This cohort study conforms to The Strengthening the Reporting of Observational Studies in Epidemiology (STROBE) reporting guidelines, [20] documented in appendix 1 of supplementary materials. Ethical approval was granted by King's Psychiatry, Nursing and Midwifery Research Ethics Committee (HR-19/20–18,247) and research was performed in accordance with the Declaration of Helsinki.

Setting

The King's College London Coronavirus Health and Experiences of Colleagues at King's (KCL CHECK) study explores the health and wellbeing outcomes of the COVID-19 pandemic on staff and PGRs. A protocol is available [19]. Briefly, on 16 April 2020, all KCL staff and PGRs were invited via email and internal social media to participate in an online survey (‘the baseline survey’). The survey was open for enrolment for two weeks. Participants provided informed consent for their data to be used internally and for research purposes, and were given the opportunity to opt in to follow-up surveys (surveys every two months and shorter surveys every two weeks) and antibody testing.

Participants

All KCL CHECK participants who consented to follow-up and gave a valid UK address were sent a test kit. Participants residing outside the UK in June 2020 were excluded for logistical reasons. Participants were included in this analysis if they returned a valid antibody test result by 13th July 2020.

Data collection

Table 1 shows the schedule for follow-up surveys, with the first referred to as Period 1 (P1). Questions in the baseline and longer follow-up surveys asked about experiences in the last two months (e.g. P4); questions in the shorter fortnightly surveys referred to the last two weeks. This analysis reports data from surveys at P0 (baseline) to P5, which took place between April and June 2020.

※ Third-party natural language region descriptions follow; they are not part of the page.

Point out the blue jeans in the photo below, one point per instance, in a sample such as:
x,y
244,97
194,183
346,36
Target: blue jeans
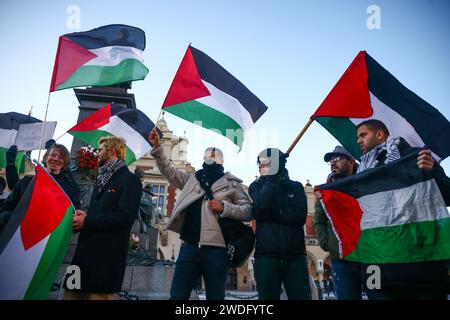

Table 1 Periods of data collection for KCL CHECK to week 18 (April – Aug 2020)

The antibody test provided was the SureScreen Diagnostics Rapid COVID-19 IgG/IgM Immunoassay Test Cassette, which detects antibodies to the 'spike' protein of SARS-CoV-2. The performance of this test (under laboratory conditions) has been shown to be good. For example, using samples from 268 keyworkers who self-reported positive COVID-19 antigen/PCR tests and 1,995 historical samples, it had 94.0% sensitivity and 97.0% specificity, also showing 96.3% agreement with the SAR-CoV-2 spike antibody enzyme-linked immunoassay (ELISA) result for 2,847 keyworkers [21]. An internal pilot demonstrated that participants could use the test cassette without specific training [22]. We developed our procedure and detailed illustrated instructions following pilot feedback, shown in supplementary material appendix 2. In late June 2020, the test kit was posted to participants, including the test cassette and a lancet for providing a blood spot. Participants uploaded a photograph of their result to a secure server. Participants were asked to email the team if they had difficulties, who answered within two working days and could arrange for a replacement kit (sent in early July 2020).

Deriving COVID-indicators

Self-reported COVID-indicators were measured at baseline and follow-up surveys as follows.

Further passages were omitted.